The efficacy and safety of BAT were then evaluated in a 1:1 randomized trial including 140 patients with NYHA Class III and LVEF ≤ 35%, (32% had a CRT), receiving GDMT alone or GDMT plus BAT performed using the CVRx Barostim Neo System.[53] Baroreflex activation therapy significantly improved NYHA class, QoL score, 6MWT (primary efficacy endpoints), and NT-proBNP and showed a trend toward fewer in-hospital days for HF. Notably, despite no evident changes in LVEF, BAT also significantly increased systolic BP and pulse pressure. A subsequent subanalysis of the study showed that the beneficial effects of BAT were more pronounced among patients with no CRT.[54] One proposed explanation for this phenomenon is that CRT, by improving electromechanical dyssynchrony, not only increases cardiac output, but also reduces abnormal afferent sympathetic signalling from both cardiac mechanoreceptors and carotid baroreceptors, therefore reducing sympathovagal imbalance and limiting the benefits of BAT.
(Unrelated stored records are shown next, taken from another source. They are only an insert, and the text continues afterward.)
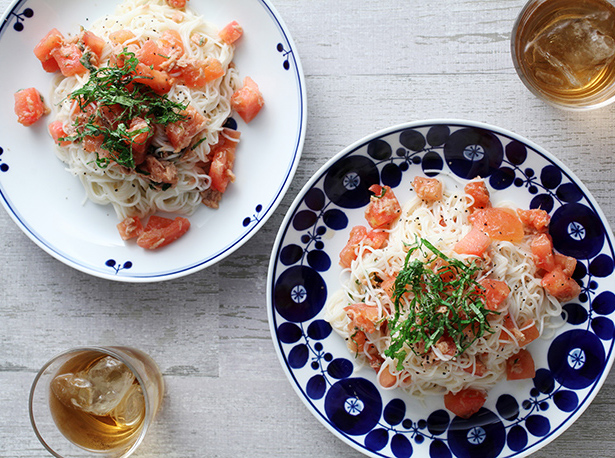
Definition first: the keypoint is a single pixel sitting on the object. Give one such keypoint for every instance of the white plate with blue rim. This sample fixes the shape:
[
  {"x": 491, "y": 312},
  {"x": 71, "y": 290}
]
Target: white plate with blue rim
[
  {"x": 519, "y": 417},
  {"x": 48, "y": 203}
]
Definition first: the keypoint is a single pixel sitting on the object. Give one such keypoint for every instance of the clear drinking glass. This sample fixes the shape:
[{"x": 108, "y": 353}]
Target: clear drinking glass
[
  {"x": 95, "y": 401},
  {"x": 564, "y": 51}
]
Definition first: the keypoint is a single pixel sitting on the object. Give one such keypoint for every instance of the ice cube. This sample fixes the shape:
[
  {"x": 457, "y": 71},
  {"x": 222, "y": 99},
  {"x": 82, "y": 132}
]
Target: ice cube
[
  {"x": 97, "y": 390},
  {"x": 572, "y": 51},
  {"x": 132, "y": 407}
]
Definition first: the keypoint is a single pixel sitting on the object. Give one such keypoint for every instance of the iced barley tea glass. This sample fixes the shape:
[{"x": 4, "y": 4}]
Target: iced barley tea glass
[
  {"x": 564, "y": 51},
  {"x": 95, "y": 401}
]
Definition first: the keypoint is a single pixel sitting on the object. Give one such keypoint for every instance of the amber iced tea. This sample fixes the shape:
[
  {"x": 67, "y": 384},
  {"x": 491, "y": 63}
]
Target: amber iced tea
[
  {"x": 564, "y": 51},
  {"x": 100, "y": 399}
]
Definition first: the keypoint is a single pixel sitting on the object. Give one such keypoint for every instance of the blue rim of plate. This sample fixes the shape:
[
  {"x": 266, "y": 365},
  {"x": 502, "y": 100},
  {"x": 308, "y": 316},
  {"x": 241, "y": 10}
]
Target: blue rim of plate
[
  {"x": 516, "y": 420},
  {"x": 16, "y": 16}
]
Based on the favourable results of the previous trial, a larger randomized study including 408 patients, the Baroreflex Activation Therapy for Heart Failure (BeAT-HF) trial, was conducted, enrolling patients on GMDT for HFrEF for at least 4 weeks, with NYHA Class III or II (with recent deterioration in Class III), LVEF ≤ 35%, 6MWT between 150 and 400 m, and no Class I indication for CRT.[55] Patients were randomized 1:1 to receive either GMDT alone or GDMT plus unilateral BAT. The trial was designed in collaboration with the FDA breakthrough device programme and had a complex, interactive and adaptive design. The BeAT-HF study was divided into two phases: pre-market phase and post-market phase. The details and status of the BeAT-HF study are presented in Figure . In the completed pre-market phase, the population intended for use was represented by the 264 patients fulfilling the enrolment criteria plus NT-proBNP levels below 1600 pg/mL. In this group, a significant 6-month decrease of all the components of the primary efficacy endpoint (6MWT, NT-proBNP levels, and QoL) was observed, combined to a 97% free rate from major adverse neurological or cardiovascular system or procedure-related events (primary safety endpoint). These data are summarized in Table and Figure . No data were provided about the impact of BAT on LVEF or LV volumes. Also, when compared with the previous randomized trial of BAT, no significant changes were detected in BP or HR. The restriction to patients with lower NT-proBNP levels was based on a preliminary analysis of the first 271 subjects, enrolled without NT-proBNP level limitations, showing a lower efficacy of BAT among patients with NT-proBNP >1600 pg/mL (no significant impact either on 6MHW or on NT-proBNP level). In the intended for use population, additional benefits were observed, such as lower need for additional drugs compared with controls (mostly ARNI), significant improvement of the EuroQoL-5 Dimensions (EQ-5D) index, and a 51% reduction in the cardiovascular serious adverse event rate (non-HF-related events). Based on the data of the entire BeAT-HF population, on August 2019, the FDA approved BAT for the intended use population.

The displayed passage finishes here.